In either case, this is where mobile device management in the cloud makes
good sense. I don't think IT departments should be hosting device management and
managing that complexity. It should be a cloud service and I predict it's going
to be key for our customers.
A New Focus for IT Departments
So where does that leave the IT departments? I think their futures are in
governance, which is a more strategic play than a tactical one. Device
management is tactical and it's the “now” topic. But the mobile phenomenon, if
you will, is going to drive significant change in terms of how IT plans, hosts,
and deploys enterprise applications.
For example, opening up enterprise applications for mobile users presents
some challenges unless you deploy more complicated network topologies, such as
virtual private networks and threat protection technology. If you really want
employees to be mobile you need to remove those kinds of barriers. But I don’t
think IT departments want to wrestle with exposing their private enterprise data
centers and being responsible for hosted business applications – applications in
a sense that they’re making vulnerable to the public world. This opens up a
significant need and a significant driver for cloud applications.
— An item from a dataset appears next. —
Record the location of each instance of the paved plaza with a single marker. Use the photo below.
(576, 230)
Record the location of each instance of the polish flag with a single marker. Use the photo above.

However, it's not just about taking away the complexity – it's also about
taking away the responsibility. Why should every business have to carry the
responsibility and figure out all the nuts and bolts of how to protect
themselves in this public, mobile world? When you use apps in the cloud, either
your vendor or your hosting partner should have figured all that out. They need
to assure the business that they are adhering to all sorts of security and
compliance regulations so users can be connected and have access to information
anywhere anytime.
More Ideas and Better Service
What’s more interesting is the world of possibilities that the connected,
cloud-based world enables. I believe that the one-size-fits-all, uber-best
practices, lowest-common denominator-like capabilities will go away. IT will now
be able to solve very specific business challenges for the different corporate
functions it serves. In this new world, IT will play a key role in enabling
different organizations within a company to be best in class and delivering
greater value to the line of business managers. IT will actually help to
differentiate. Net result is a more agile workforce and business because each
department is getting work done its own way.